Theatre and theatre criticism in a society of singularities


In his recent treatise „The society of singularities“1, the sociologist Andreas Reckwitz describes the shift of paradigm from a society of generalities to a society of singularities on all levels. His analysis can easily be applied to the area of theatre2. The following twelve statements only represent an attempt to demonstrate this applicability. They do not assume to be a critical examination of the theory of Reckwitz.

1 The area of theatre is a market of singularities.
Markets of singularities are markets on which unique goods (things, events, places, groups, persons) are traded. Their singularity is not a naturally inherent quality, but something which is assigned to them and which has to be acquired3. Because these are things for which there is no need, but which are believed to be valuable for themselves, without having any particular function, markets of singularities are markets of attention and markets of valorization4. Therefore, every theatrical production which wants to be successful has to be declared to be a singularity and has to find the attention of the public.

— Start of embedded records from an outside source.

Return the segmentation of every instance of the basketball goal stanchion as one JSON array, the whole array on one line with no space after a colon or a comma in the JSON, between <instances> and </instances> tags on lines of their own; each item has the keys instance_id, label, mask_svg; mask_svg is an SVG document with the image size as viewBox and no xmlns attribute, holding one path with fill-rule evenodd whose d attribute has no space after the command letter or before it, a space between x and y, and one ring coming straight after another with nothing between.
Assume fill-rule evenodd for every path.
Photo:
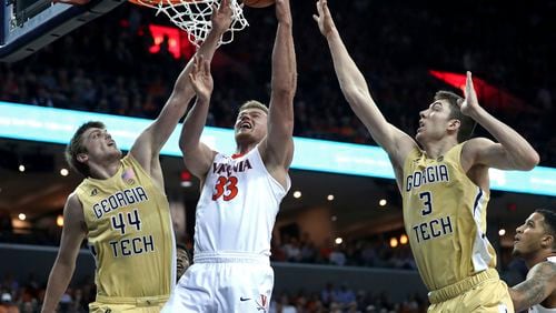
<instances>
[{"instance_id":1,"label":"basketball goal stanchion","mask_svg":"<svg viewBox=\"0 0 556 313\"><path fill-rule=\"evenodd\" d=\"M187 32L191 43L199 47L211 28L212 6L219 8L221 0L129 0L129 2L155 9L157 16L165 13L175 26ZM234 32L249 26L238 0L229 0L229 2L232 22L218 44L230 43L234 41Z\"/></svg>"}]
</instances>

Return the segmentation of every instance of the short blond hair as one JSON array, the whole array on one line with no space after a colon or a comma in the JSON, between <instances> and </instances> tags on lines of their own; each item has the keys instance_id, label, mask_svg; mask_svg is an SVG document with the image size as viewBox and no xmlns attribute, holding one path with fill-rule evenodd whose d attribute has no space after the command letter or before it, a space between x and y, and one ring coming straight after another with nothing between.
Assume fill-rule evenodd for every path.
<instances>
[{"instance_id":1,"label":"short blond hair","mask_svg":"<svg viewBox=\"0 0 556 313\"><path fill-rule=\"evenodd\" d=\"M246 101L244 104L241 104L241 107L239 107L239 112L247 109L259 109L264 111L266 114L268 114L268 107L257 100Z\"/></svg>"}]
</instances>

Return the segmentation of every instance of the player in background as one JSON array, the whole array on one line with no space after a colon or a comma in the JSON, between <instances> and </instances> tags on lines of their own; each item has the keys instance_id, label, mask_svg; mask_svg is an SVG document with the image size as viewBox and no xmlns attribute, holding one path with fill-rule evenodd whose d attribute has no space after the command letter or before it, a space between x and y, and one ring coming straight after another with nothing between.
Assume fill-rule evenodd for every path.
<instances>
[{"instance_id":1,"label":"player in background","mask_svg":"<svg viewBox=\"0 0 556 313\"><path fill-rule=\"evenodd\" d=\"M524 282L509 289L516 312L556 313L556 212L535 210L516 229L513 254L529 269Z\"/></svg>"}]
</instances>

2 Theatre criticism is a universe of valorization with the practices of observation, valuation and appropriation.
Theatre criticism is an institution (subsystem of society) for valorisation of theatrical productions. The practices of observation and valuation obviously are part of theatre criticism5. But appropriation is also part of it. Appropriation is not just observation, it is experience, where attention is concentrated on the self, not on the object6. In this universe, theatrical productions are singularized and desingularized (e.g. exposed as fashionable imitations of Castorf or epigones of Martaler).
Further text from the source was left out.